The camera menus below show the setting I used to achieve the still life photo above.  There is no supplied information on what size the focus steps are. There is only a scale of 1-10 from narrow to wide. I did some trial-and-error experimenting to find that I needed the lowest step setting of 1 and 23 shots to cover the distance from the front of my set to the back. The actual distance of my set from front to back was about 23" so that would mean that my setp width setting of 1 was moving the focus distance 1" between exposures. None of the remaining options on the menu were applicable to my situation so that was it.
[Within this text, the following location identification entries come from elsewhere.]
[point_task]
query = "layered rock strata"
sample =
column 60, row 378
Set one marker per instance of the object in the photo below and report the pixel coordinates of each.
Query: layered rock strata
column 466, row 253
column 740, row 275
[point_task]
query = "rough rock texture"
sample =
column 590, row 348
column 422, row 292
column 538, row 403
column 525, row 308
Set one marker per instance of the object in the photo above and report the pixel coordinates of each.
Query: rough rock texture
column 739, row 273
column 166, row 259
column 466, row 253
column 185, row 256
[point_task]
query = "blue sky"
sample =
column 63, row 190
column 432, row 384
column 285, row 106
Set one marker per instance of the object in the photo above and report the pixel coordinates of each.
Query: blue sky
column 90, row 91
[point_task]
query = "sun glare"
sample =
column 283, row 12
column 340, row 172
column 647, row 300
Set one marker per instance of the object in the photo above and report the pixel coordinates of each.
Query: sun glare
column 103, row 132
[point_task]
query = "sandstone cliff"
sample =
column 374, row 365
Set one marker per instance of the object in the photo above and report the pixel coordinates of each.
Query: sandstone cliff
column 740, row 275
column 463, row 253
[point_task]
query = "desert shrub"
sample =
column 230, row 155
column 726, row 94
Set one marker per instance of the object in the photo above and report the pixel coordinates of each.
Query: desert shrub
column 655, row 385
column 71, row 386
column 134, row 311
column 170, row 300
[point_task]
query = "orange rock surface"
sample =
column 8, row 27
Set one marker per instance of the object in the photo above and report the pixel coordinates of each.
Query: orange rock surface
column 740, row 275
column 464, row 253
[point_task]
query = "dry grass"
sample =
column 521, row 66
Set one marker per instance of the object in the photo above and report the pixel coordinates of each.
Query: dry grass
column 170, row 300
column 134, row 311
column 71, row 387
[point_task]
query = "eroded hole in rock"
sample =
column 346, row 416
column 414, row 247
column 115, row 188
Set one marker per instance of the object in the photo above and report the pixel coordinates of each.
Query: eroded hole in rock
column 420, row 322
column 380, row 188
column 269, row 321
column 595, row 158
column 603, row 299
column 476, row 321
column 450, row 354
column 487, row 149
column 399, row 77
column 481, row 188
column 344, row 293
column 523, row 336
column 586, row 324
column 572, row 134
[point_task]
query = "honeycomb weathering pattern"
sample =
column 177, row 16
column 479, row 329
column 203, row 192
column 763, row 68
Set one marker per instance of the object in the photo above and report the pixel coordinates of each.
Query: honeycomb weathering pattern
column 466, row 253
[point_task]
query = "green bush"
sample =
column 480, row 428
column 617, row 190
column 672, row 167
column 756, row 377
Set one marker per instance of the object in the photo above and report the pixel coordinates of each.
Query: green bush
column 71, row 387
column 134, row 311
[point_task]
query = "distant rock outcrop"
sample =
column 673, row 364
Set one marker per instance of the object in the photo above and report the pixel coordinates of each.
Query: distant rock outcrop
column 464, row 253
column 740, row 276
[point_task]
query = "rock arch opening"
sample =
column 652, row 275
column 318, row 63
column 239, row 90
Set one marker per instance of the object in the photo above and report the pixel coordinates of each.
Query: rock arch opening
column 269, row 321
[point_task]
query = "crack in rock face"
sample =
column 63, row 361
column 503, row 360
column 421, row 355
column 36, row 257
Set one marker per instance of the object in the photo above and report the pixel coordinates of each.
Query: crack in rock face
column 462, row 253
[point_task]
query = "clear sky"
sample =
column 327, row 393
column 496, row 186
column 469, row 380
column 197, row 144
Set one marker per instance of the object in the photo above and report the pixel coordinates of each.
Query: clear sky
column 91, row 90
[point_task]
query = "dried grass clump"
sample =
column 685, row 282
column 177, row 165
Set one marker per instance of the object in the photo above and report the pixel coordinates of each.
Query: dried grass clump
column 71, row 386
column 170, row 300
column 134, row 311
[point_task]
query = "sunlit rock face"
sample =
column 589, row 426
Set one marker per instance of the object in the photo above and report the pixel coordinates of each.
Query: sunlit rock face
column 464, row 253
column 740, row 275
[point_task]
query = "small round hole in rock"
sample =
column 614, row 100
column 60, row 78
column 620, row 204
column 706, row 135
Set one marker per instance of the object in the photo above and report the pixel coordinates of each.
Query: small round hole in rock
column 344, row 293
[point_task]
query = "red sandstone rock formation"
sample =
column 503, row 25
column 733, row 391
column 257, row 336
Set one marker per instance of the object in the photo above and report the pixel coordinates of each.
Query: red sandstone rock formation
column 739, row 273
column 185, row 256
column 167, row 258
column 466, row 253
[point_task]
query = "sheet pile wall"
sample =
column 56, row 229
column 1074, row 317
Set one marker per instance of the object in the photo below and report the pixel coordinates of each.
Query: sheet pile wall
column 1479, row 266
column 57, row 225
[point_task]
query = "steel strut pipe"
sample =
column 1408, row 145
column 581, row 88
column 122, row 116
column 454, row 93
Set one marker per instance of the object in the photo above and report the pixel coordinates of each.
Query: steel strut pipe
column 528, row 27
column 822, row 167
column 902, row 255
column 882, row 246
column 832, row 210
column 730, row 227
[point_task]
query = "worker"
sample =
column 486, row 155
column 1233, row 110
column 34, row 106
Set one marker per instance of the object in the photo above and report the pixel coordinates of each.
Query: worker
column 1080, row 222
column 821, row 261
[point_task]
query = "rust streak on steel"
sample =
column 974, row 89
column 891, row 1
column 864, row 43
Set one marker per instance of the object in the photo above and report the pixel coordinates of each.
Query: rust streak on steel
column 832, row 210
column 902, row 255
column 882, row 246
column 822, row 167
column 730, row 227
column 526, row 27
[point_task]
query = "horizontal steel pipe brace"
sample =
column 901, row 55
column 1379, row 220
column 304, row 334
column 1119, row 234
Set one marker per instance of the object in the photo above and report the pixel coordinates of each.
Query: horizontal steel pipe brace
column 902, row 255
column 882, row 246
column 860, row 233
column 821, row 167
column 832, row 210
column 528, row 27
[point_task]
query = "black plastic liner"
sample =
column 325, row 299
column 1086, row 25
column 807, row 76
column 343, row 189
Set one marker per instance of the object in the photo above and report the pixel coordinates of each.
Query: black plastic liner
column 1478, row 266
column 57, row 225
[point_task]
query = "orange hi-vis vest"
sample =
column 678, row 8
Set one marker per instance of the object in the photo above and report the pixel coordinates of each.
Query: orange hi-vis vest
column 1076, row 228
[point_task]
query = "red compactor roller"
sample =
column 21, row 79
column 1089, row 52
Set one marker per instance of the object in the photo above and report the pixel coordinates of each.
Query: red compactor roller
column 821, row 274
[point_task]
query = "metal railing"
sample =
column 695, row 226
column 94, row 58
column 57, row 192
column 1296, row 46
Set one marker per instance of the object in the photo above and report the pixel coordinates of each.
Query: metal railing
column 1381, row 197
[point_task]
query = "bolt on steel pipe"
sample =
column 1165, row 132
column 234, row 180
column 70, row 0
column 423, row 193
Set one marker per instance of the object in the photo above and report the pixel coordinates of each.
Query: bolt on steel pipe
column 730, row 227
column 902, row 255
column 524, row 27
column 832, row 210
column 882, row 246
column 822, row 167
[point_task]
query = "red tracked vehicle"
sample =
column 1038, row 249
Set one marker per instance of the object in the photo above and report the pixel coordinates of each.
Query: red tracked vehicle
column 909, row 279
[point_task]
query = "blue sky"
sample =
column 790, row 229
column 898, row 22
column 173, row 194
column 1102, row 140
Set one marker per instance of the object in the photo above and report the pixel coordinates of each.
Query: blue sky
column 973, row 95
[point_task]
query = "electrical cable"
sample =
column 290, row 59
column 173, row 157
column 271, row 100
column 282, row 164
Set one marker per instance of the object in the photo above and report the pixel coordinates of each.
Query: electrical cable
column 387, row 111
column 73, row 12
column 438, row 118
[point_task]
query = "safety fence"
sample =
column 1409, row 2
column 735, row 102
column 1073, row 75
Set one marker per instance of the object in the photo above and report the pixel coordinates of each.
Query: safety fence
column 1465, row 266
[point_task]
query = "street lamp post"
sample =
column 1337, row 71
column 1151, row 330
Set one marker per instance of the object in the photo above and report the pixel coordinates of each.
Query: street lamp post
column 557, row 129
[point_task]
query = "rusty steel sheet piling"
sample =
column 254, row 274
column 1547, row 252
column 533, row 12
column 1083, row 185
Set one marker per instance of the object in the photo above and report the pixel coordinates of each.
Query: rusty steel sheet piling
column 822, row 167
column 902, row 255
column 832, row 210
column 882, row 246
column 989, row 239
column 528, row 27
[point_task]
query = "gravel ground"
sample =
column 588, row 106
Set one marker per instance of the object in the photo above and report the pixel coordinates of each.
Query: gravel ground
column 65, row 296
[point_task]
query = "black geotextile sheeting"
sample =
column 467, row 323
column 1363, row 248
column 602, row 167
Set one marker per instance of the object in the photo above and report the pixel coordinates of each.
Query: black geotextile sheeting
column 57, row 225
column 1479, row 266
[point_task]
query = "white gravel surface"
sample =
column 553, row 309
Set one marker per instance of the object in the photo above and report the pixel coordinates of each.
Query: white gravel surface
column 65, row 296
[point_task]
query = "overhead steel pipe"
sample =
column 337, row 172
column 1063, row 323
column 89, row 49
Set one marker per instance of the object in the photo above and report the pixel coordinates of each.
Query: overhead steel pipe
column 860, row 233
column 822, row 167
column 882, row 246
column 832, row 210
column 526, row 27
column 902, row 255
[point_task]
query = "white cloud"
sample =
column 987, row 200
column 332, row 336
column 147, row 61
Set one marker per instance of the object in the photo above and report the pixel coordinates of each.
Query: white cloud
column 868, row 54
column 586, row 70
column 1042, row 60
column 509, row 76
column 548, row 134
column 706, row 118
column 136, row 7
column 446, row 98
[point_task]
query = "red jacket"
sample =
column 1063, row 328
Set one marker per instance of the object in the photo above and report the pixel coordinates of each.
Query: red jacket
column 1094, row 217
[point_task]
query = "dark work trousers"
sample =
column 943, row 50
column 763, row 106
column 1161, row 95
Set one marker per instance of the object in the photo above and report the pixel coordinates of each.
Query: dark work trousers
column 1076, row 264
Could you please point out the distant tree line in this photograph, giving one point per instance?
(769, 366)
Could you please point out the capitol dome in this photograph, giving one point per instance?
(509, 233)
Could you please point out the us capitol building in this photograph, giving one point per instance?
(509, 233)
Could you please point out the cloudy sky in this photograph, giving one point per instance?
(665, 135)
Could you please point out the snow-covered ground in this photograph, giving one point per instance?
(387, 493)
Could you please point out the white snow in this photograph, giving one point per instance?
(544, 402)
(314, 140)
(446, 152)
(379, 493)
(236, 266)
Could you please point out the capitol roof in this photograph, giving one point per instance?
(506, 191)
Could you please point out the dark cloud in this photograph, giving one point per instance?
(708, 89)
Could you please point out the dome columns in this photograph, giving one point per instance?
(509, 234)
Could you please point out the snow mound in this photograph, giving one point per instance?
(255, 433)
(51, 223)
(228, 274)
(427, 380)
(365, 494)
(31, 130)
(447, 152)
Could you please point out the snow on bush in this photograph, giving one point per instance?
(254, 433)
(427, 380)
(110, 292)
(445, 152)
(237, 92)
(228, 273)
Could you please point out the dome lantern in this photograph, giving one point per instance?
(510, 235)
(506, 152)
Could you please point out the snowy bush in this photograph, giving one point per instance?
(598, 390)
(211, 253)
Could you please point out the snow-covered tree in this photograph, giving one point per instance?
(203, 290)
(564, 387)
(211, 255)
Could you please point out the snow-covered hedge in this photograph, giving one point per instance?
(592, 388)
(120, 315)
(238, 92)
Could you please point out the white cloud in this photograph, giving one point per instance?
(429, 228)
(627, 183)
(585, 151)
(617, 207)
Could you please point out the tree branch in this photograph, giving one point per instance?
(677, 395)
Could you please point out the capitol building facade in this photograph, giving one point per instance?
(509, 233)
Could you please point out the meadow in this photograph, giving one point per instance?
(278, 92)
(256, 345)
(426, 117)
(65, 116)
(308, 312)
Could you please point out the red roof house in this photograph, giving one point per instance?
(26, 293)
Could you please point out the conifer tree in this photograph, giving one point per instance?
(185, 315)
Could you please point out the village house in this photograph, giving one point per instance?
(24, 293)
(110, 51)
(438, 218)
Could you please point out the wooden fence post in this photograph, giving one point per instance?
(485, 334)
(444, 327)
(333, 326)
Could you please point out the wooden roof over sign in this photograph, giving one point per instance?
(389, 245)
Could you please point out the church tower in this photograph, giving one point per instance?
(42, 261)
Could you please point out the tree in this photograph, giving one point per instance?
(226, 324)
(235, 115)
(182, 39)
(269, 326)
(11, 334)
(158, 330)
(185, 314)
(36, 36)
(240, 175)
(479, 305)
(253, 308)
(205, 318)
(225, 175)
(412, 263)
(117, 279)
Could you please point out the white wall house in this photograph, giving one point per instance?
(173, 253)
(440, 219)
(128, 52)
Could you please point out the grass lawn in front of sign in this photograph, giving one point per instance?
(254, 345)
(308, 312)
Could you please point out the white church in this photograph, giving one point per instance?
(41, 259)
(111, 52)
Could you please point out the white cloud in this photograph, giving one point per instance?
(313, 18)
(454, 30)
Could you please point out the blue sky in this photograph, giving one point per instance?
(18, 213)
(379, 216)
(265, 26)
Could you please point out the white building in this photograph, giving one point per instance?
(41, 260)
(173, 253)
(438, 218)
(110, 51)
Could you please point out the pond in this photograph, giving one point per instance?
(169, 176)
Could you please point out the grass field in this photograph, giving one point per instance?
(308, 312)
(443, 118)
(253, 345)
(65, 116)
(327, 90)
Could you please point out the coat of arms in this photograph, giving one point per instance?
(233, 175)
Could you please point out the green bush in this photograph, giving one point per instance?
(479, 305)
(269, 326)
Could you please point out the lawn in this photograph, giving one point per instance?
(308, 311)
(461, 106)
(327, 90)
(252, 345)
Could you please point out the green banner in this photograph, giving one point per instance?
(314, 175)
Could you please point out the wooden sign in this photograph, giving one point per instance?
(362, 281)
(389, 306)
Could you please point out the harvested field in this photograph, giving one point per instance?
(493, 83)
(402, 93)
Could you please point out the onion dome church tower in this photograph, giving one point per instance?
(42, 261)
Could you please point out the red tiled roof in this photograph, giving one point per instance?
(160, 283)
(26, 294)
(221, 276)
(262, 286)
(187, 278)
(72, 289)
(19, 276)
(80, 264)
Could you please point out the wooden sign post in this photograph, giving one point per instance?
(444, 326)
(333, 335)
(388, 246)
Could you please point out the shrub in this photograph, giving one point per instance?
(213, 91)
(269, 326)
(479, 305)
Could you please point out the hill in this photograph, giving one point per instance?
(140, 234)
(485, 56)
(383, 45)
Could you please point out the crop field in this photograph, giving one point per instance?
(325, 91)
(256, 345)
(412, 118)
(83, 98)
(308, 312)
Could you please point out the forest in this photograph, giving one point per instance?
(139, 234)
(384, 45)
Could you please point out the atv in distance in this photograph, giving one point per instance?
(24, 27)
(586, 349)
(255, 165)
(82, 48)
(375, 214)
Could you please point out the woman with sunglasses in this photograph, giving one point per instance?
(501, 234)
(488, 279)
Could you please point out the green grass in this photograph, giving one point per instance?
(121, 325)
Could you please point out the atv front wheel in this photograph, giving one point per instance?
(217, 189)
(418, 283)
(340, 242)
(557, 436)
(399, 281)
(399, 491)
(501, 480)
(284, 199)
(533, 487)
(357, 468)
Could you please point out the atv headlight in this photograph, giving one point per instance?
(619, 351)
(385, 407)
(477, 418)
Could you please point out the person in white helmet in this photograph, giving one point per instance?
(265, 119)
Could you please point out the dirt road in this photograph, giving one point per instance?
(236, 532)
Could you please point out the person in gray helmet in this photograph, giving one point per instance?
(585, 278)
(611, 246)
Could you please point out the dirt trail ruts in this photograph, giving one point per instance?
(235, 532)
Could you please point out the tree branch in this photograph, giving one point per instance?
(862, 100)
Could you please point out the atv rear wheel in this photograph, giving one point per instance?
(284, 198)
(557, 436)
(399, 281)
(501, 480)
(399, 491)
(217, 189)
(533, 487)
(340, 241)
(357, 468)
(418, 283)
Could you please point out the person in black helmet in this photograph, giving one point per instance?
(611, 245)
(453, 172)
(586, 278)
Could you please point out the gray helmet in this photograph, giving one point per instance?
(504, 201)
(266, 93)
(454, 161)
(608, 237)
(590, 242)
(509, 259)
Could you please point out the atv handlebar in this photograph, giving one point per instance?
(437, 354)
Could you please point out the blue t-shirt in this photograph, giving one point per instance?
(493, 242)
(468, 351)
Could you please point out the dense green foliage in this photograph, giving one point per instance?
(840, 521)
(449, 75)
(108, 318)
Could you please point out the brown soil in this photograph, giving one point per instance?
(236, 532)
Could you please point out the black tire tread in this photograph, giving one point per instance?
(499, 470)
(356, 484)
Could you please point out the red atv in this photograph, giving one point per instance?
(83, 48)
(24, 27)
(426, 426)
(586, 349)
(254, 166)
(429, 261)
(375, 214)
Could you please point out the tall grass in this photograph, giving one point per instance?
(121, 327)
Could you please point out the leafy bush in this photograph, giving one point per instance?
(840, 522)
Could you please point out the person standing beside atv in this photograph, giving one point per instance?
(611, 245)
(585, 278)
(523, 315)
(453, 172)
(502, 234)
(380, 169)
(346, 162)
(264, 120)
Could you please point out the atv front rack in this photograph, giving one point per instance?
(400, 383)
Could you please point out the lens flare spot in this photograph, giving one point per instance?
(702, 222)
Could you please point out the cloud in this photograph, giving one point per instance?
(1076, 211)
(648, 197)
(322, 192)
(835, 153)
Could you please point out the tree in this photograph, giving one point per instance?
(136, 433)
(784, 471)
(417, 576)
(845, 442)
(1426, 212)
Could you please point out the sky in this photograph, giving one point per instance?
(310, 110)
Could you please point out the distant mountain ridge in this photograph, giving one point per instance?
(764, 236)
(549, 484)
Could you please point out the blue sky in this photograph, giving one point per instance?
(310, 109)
I clicked on "Start" and after a 3-second delay the camera took all 23 images with the proper increment between them.

Needless to say, the camera should be on a tripod for this type of shooting.

I should also mention that the camera was in AF mode so I did a manual re-focus on the closest foreground object in the set, which was the detailed white napkin. When propping these sets, I always try to include highly detailed props such as this to play up the overall look of sharpness.

One tricky thing I did have to do was deal with the bubbles in the champagne glasses and orange juice pitcher. These bubbles dissipated by the time the camera exposure was located in their position. So, once the photos were taken, I then refocused the camera on each of the glasses and the pitcher and took an additional exposure of each with a new pour of the liquid to produce the bubbles. I then added the bubbles into the final image with Photoshop.

To assemble the 23 images into one photograph I used Helicon Focus software. It is a very easy, drag-and-drop software to use, and will accept even the RAW files, which I used here. 

I have been saying that the new Nikon D850 has reached a new pinnacle of sophistication for DSLR cameras.  The most recent sensor testing results by DxOMark has borne this out. DxO has given the D850 a rating of 100, the first time this maximum rating has ever been given to a camera sensor. DxO said what I have also been discovering, that the new BSI sensor in the D850 is capable of producing medium format quality images.